I’m the same, but am now really glad that I didn’t put a # on any of my data classification tags…
Thinking of the myriad of reasons someone might add a #hashtag to a datapoint’s comment without intending it to be a milestone, maybe we should choose a different sigil to explicitly mark milestones.
Unrelated: earlier this week I could have #multiple #tags in a single datapoint and they’d both display. Now only the first tag in each datapoint is displayed, so I can have multiple per day but only if they’re on separate datapoints.
Is that still true for you? Maybe I broke it briefly? But I’m failing to reproduce it now…
As for other uses of hashtags, if there’s demand for it we could have the graph setting be the sigil character (default “#”) instead of just a checkbox to turn it off altogether.
Figured it out! It worked for me because my tests were like “#one blah blah #two” and my regex failed if it was just “#one#two”. (See my previous post with the regex for details if for some reason you care.)
I absolutely LOVE this feature. It’s one of those things I didn’t know I wanted, but now can’t imagine not having. I can’t wait to figure out all of the ways I’m going to use it. Having the ability to, say, visually display when I made a change to the requirements of a graph, when I invoked the fine print, when I did a major retroratchet (<-- reducing the number of safe days), when the graph was frozen o archived, when I went on vacation… I can think of about twenty thousand uses and they’re all awesome. I think it’s the best thing since sliced bread.
[edit: I did have one concern about it, but I’ve emailed @dreev about that already.]
Incidentally, when I followed this link I found that all the little github icons next to the UVIs are broken. They all seem to refer to a repo beeminder/beeminder that does not exist.
Thanks for asking! I got daunted by the amount of work involved, noticed the value of being able to point to potentially sensitive user data in GitHub issues, etc, and was generally feeling uncertain about how important it was. I didn’t want to abandon the idea either, so I just scheduled a long break.

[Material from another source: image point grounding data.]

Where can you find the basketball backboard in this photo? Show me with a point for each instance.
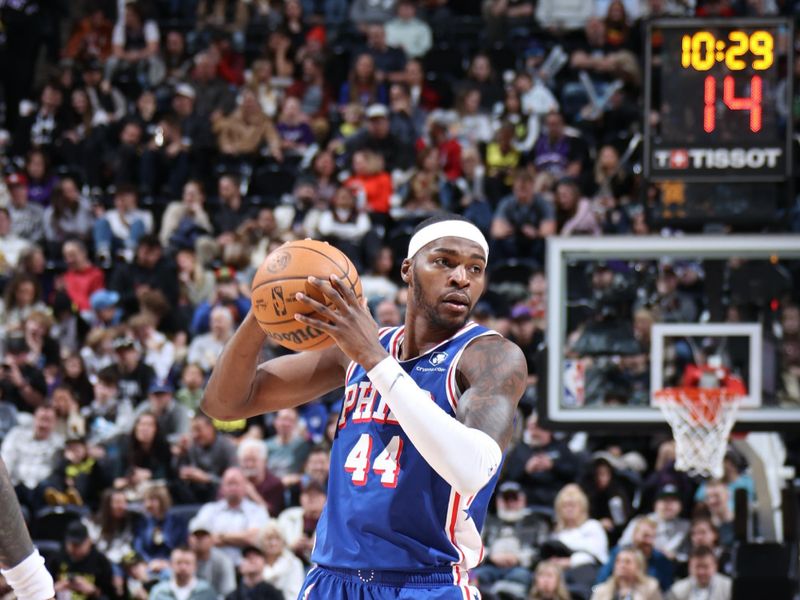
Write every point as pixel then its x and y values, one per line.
pixel 629 315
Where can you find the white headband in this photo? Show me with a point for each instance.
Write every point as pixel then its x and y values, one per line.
pixel 453 228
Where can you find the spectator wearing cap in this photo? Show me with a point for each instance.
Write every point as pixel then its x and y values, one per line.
pixel 365 12
pixel 80 569
pixel 657 564
pixel 522 222
pixel 173 417
pixel 512 538
pixel 107 102
pixel 81 278
pixel 704 581
pixel 183 583
pixel 389 61
pixel 718 508
pixel 407 32
pixel 205 348
pixel 574 213
pixel 252 585
pixel 120 228
pixel 228 294
pixel 672 530
pixel 377 137
pixel 233 520
pixel 11 244
pixel 150 270
pixel 77 478
pixel 541 464
pixel 213 565
pixel 734 478
pixel 135 47
pixel 27 219
pixel 283 569
pixel 134 376
pixel 298 524
pixel 201 458
pixel 264 487
pixel 22 384
pixel 502 18
pixel 246 130
pixel 105 307
pixel 30 454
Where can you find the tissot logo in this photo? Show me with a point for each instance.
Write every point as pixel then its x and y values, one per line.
pixel 438 358
pixel 717 158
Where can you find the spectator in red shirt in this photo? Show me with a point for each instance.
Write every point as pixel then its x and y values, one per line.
pixel 82 278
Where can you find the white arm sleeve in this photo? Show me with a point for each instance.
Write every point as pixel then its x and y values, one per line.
pixel 29 579
pixel 464 457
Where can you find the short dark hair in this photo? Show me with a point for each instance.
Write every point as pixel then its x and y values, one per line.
pixel 438 218
pixel 124 189
pixel 702 552
pixel 149 240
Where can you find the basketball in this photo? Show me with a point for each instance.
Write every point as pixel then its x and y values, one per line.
pixel 283 274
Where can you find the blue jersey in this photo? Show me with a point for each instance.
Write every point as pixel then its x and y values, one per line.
pixel 387 508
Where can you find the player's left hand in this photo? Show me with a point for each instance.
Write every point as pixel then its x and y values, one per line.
pixel 348 322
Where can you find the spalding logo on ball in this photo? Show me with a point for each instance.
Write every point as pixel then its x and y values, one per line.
pixel 283 274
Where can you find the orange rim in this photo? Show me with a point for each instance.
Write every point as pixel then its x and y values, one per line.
pixel 700 402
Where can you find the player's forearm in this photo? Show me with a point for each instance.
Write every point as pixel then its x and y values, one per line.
pixel 464 457
pixel 230 386
pixel 21 564
pixel 15 543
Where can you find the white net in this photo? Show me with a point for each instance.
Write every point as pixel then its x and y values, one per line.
pixel 701 421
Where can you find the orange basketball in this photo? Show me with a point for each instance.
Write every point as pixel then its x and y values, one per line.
pixel 284 273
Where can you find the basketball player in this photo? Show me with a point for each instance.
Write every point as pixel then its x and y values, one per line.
pixel 20 563
pixel 427 414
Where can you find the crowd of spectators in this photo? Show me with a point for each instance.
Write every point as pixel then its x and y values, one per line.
pixel 154 152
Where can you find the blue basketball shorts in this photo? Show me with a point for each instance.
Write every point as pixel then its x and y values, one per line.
pixel 326 583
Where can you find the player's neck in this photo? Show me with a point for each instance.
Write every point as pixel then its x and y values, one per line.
pixel 420 336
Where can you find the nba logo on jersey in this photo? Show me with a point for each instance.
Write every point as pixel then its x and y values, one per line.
pixel 438 358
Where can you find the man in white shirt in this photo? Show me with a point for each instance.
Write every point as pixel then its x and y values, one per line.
pixel 234 521
pixel 183 585
pixel 11 245
pixel 703 583
pixel 30 452
pixel 408 32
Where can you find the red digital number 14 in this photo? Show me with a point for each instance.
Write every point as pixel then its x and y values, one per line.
pixel 752 103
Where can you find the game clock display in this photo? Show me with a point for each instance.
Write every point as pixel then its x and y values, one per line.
pixel 714 91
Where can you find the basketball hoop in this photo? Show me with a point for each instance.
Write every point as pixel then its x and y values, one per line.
pixel 701 420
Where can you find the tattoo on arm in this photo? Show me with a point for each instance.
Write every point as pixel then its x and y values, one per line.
pixel 15 542
pixel 494 373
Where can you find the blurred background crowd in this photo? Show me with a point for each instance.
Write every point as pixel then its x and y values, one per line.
pixel 154 152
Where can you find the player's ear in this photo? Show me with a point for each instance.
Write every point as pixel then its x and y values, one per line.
pixel 405 271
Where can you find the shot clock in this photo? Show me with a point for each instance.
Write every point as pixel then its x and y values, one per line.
pixel 714 94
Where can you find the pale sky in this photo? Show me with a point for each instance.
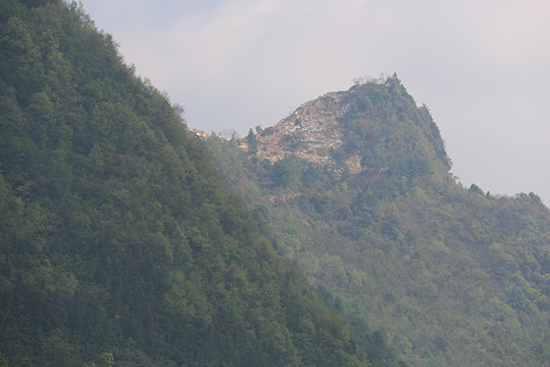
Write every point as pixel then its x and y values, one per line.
pixel 483 67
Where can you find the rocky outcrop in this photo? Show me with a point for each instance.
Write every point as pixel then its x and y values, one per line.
pixel 310 132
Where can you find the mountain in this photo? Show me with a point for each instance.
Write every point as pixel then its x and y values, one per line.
pixel 356 188
pixel 118 244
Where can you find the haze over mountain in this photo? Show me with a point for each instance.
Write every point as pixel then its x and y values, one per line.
pixel 118 246
pixel 357 189
pixel 480 66
pixel 336 237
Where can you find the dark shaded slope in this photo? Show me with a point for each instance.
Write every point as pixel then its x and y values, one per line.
pixel 115 239
pixel 457 277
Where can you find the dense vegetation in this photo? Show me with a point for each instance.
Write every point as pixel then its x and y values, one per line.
pixel 117 246
pixel 456 276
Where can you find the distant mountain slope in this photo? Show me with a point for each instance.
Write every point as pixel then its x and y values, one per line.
pixel 117 246
pixel 458 277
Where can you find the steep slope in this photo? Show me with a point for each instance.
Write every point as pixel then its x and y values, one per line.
pixel 117 246
pixel 456 276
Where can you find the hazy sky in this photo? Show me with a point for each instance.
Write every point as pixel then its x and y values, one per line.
pixel 483 67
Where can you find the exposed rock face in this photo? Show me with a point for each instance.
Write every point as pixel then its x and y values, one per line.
pixel 310 133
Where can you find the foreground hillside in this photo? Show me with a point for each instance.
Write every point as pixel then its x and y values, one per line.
pixel 357 189
pixel 117 246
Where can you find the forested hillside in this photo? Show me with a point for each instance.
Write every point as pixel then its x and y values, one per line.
pixel 117 245
pixel 456 276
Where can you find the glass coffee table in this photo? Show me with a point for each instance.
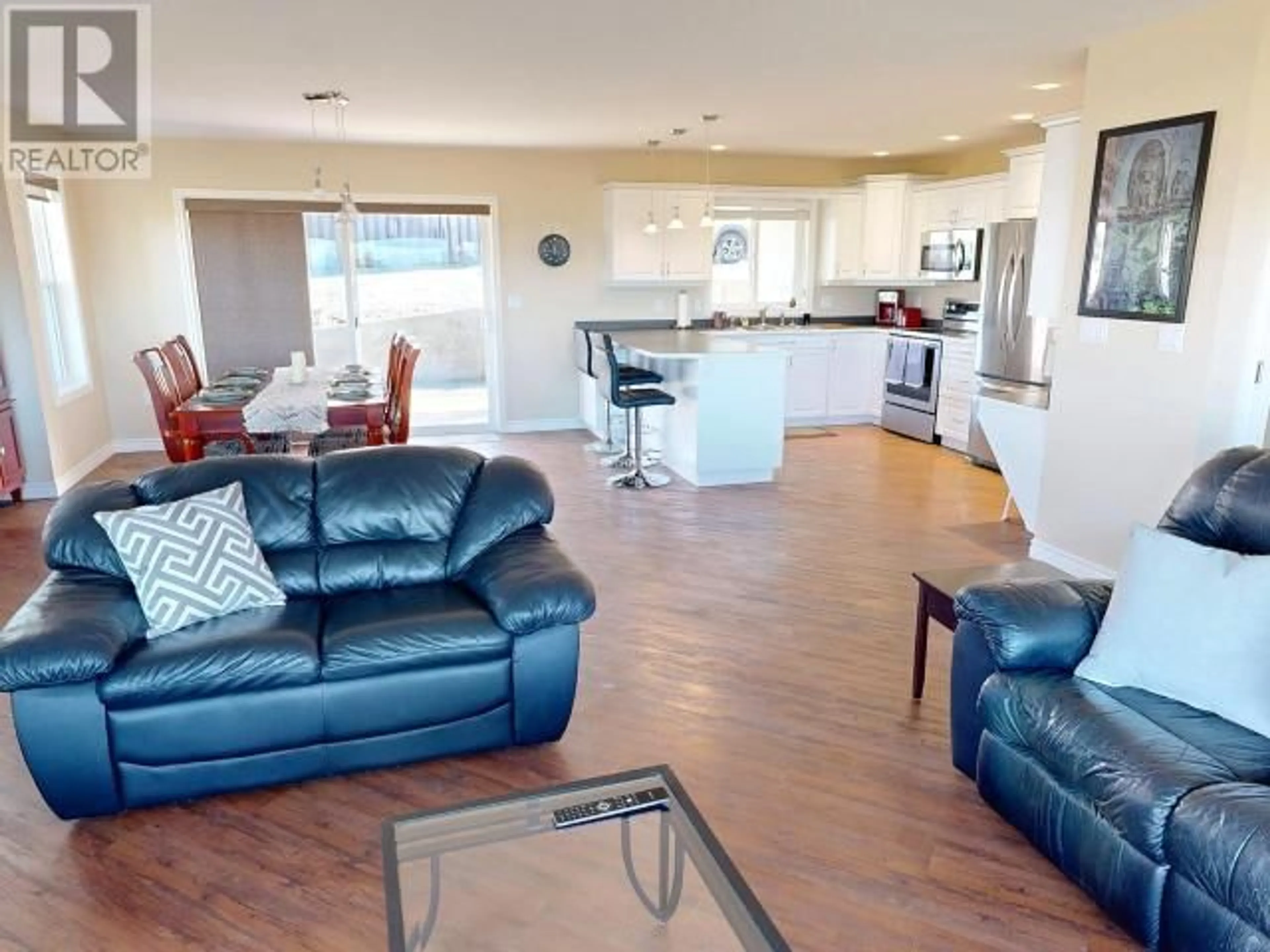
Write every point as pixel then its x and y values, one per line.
pixel 500 875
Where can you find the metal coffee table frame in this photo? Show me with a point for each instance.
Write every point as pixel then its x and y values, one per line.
pixel 684 834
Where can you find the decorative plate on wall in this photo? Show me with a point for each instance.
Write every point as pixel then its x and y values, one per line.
pixel 554 251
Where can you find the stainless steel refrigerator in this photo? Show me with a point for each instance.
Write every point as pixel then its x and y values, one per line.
pixel 1011 360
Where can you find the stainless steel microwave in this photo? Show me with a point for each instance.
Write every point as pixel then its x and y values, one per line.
pixel 953 254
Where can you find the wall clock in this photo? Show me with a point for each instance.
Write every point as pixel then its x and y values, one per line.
pixel 554 251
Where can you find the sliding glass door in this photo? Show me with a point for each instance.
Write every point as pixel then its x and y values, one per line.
pixel 425 275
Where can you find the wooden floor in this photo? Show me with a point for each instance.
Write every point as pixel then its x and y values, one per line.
pixel 756 639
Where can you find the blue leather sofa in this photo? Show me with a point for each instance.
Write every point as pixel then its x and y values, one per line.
pixel 1158 810
pixel 429 614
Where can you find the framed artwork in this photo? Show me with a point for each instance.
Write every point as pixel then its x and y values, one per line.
pixel 1149 188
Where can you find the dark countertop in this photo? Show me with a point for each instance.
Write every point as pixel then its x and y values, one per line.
pixel 704 323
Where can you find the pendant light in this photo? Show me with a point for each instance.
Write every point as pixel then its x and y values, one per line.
pixel 676 222
pixel 338 102
pixel 313 127
pixel 651 228
pixel 347 207
pixel 708 121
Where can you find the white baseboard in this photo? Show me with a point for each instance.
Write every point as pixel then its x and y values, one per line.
pixel 143 445
pixel 1067 562
pixel 564 423
pixel 39 491
pixel 64 482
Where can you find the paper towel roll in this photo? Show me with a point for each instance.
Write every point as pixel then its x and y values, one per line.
pixel 683 318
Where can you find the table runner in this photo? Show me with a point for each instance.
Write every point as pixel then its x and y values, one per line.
pixel 284 407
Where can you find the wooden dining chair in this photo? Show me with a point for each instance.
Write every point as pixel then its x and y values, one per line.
pixel 189 351
pixel 356 437
pixel 155 366
pixel 185 374
pixel 163 399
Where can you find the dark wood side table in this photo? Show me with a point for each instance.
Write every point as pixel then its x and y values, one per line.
pixel 938 587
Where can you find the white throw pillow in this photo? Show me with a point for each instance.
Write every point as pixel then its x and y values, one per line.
pixel 192 560
pixel 1191 624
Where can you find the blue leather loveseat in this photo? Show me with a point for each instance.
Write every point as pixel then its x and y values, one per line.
pixel 1158 810
pixel 429 614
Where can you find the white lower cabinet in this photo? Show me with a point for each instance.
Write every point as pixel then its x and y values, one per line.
pixel 808 382
pixel 832 377
pixel 957 393
pixel 855 376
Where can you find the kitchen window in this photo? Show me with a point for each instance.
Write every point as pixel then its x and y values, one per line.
pixel 760 256
pixel 59 296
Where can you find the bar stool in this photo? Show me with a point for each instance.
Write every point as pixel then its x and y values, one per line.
pixel 585 360
pixel 633 400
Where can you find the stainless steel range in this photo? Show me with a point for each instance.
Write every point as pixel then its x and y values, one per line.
pixel 912 385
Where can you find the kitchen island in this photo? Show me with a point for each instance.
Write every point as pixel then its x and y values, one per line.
pixel 728 422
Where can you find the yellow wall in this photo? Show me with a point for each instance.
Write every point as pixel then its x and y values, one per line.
pixel 1129 422
pixel 129 244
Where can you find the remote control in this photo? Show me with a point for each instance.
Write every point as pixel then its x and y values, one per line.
pixel 651 799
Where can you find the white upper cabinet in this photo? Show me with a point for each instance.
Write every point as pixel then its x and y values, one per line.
pixel 670 257
pixel 1027 172
pixel 689 252
pixel 996 197
pixel 887 205
pixel 842 228
pixel 958 205
pixel 633 256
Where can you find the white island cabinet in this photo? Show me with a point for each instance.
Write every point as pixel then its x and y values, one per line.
pixel 728 422
pixel 833 375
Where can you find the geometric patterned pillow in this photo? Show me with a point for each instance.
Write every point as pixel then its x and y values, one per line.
pixel 192 560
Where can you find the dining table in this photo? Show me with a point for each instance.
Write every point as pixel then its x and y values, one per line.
pixel 282 404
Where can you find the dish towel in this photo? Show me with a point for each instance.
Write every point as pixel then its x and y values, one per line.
pixel 915 365
pixel 896 357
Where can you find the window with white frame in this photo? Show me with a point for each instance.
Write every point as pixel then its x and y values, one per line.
pixel 59 296
pixel 761 256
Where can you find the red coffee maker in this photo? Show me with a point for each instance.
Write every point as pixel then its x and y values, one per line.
pixel 891 302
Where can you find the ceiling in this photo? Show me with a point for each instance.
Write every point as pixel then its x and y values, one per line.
pixel 833 78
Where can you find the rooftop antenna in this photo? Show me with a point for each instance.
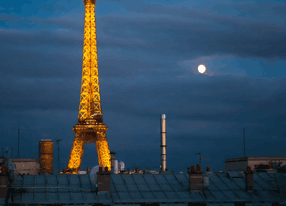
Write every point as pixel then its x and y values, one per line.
pixel 58 141
pixel 244 142
pixel 18 143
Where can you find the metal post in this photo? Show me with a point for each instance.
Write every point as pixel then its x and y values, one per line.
pixel 200 160
pixel 18 143
pixel 244 141
pixel 58 141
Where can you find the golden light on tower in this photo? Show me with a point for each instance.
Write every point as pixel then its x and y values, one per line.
pixel 202 68
pixel 90 127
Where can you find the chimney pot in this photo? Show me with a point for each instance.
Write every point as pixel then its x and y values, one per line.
pixel 192 168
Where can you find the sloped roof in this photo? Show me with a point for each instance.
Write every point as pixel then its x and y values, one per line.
pixel 138 188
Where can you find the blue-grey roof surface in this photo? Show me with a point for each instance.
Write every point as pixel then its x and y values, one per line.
pixel 168 189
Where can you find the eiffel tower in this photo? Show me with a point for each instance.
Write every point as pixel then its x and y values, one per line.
pixel 90 127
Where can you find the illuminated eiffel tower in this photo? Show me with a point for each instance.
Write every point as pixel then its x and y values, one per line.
pixel 90 127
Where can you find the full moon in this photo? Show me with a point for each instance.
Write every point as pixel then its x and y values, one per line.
pixel 201 68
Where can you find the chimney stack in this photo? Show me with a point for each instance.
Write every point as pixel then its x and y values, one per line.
pixel 103 179
pixel 248 179
pixel 196 178
pixel 163 142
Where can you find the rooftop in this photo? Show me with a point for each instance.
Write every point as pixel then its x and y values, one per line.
pixel 161 188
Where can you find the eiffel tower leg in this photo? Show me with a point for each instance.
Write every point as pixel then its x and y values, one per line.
pixel 103 152
pixel 76 153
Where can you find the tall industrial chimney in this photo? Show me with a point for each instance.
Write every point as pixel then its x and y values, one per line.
pixel 163 142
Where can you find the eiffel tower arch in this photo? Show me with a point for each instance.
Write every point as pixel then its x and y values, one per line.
pixel 90 127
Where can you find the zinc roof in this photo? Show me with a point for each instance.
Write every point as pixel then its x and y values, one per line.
pixel 169 189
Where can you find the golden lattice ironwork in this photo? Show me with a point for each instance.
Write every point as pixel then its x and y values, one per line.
pixel 90 127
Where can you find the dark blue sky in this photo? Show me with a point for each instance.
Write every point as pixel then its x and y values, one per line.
pixel 148 54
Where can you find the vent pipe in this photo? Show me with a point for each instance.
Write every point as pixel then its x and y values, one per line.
pixel 163 142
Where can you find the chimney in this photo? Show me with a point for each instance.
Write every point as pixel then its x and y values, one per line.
pixel 112 161
pixel 248 179
pixel 103 179
pixel 163 142
pixel 196 178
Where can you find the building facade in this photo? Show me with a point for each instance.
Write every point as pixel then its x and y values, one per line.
pixel 24 166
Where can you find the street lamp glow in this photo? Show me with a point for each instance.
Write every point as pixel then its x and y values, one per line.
pixel 201 68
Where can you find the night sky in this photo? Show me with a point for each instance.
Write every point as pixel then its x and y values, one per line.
pixel 148 54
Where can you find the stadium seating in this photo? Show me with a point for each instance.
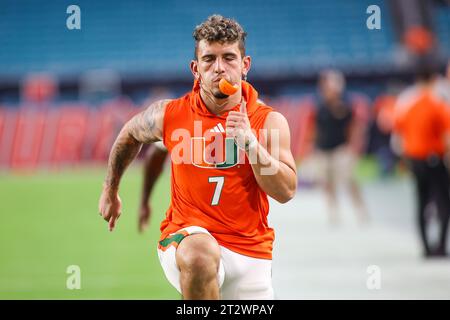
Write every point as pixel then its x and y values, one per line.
pixel 145 37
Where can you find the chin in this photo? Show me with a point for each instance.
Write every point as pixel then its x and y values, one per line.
pixel 220 95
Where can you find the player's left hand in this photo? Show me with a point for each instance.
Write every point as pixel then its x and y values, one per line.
pixel 238 127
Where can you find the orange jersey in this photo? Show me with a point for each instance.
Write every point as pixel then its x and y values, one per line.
pixel 215 189
pixel 422 121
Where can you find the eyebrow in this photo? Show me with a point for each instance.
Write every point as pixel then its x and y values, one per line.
pixel 226 54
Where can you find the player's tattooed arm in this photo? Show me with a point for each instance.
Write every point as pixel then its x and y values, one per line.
pixel 274 166
pixel 145 127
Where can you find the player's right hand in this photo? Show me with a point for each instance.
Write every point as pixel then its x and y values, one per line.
pixel 145 212
pixel 110 207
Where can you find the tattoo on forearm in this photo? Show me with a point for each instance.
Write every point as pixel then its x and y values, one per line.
pixel 144 126
pixel 122 153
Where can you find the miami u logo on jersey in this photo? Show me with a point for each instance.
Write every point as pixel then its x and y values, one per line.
pixel 209 149
pixel 217 154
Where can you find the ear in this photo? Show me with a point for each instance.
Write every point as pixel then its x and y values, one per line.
pixel 246 64
pixel 194 69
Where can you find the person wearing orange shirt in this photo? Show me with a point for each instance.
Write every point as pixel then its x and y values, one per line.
pixel 228 154
pixel 421 135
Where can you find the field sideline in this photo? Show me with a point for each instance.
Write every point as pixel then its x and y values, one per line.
pixel 50 221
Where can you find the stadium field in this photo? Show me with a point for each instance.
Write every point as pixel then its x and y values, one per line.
pixel 50 221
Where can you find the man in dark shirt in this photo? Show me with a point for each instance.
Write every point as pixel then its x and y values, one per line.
pixel 336 158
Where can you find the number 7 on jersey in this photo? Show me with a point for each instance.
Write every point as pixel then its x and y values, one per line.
pixel 217 190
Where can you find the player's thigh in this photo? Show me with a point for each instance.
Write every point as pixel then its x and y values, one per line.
pixel 246 278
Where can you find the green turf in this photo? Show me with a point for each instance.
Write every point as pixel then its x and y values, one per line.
pixel 50 220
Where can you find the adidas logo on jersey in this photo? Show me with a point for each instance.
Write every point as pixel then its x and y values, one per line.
pixel 218 128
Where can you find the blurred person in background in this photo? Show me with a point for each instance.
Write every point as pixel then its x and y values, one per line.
pixel 335 131
pixel 154 159
pixel 422 136
pixel 442 85
pixel 383 121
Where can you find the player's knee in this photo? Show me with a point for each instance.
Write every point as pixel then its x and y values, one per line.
pixel 199 259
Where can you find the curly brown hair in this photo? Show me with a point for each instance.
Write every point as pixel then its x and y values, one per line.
pixel 220 29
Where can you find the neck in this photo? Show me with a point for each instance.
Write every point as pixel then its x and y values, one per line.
pixel 219 106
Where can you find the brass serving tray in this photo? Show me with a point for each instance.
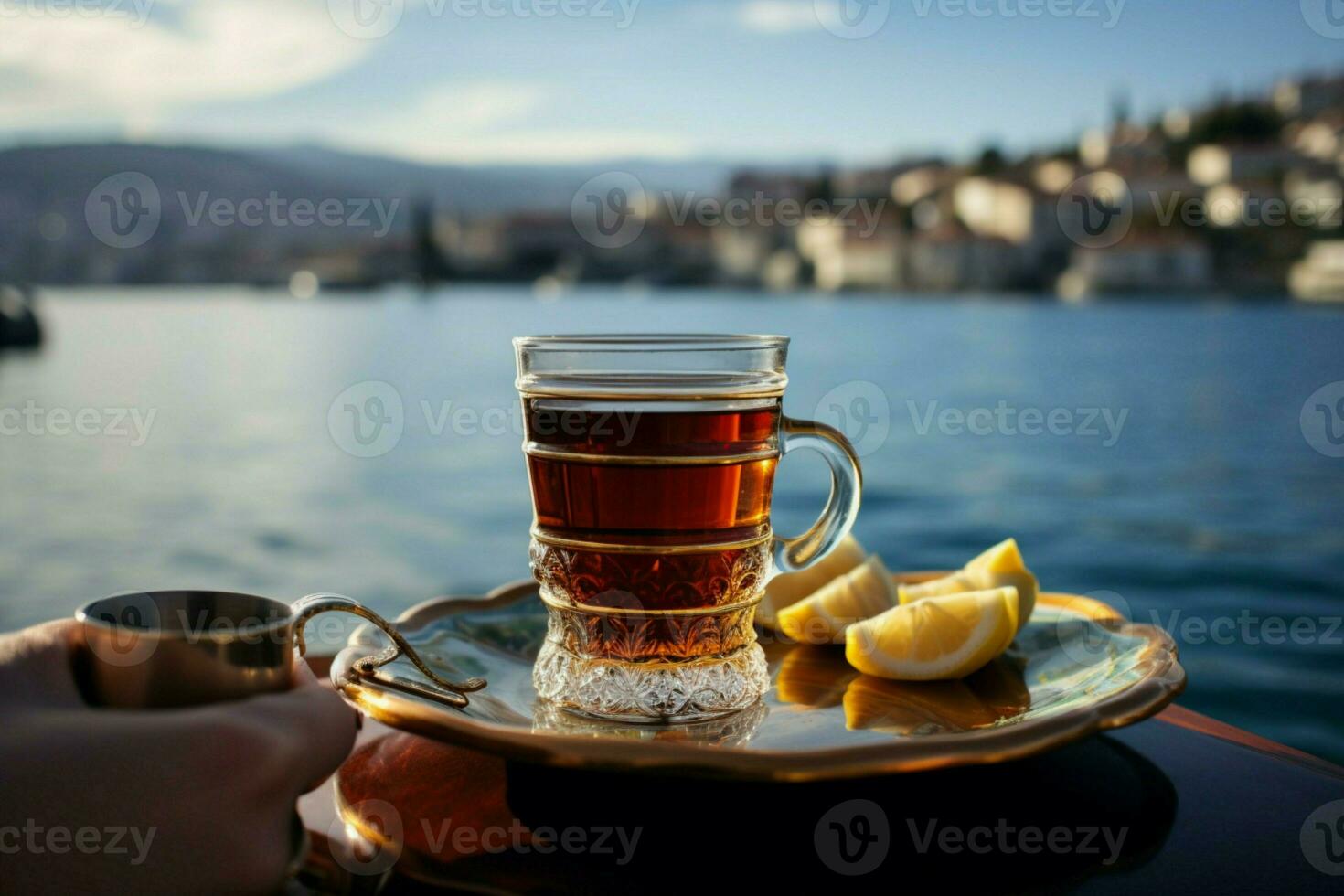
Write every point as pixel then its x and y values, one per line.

It starts sloping up again in June…
I started with #18th-political-thought as my desired hashtag (since the sull title of the book is “The Cambridge History of Eighteenth-Century Political Thought”) but I have amended it so it no longer starts with a number or contains dashes.
I used a regex tester to the regex above ((?:^|\s)(#[a-zA-Z]\w+)(?=$|\s)) and it matches on #political_thought_18thC.
OH, now I feel silly – I went to adjust other parts of this goal, and saw the checkbox in privacy to turn the hashtags on… welp. I will still let this stand as future debugging assistance, I suppose.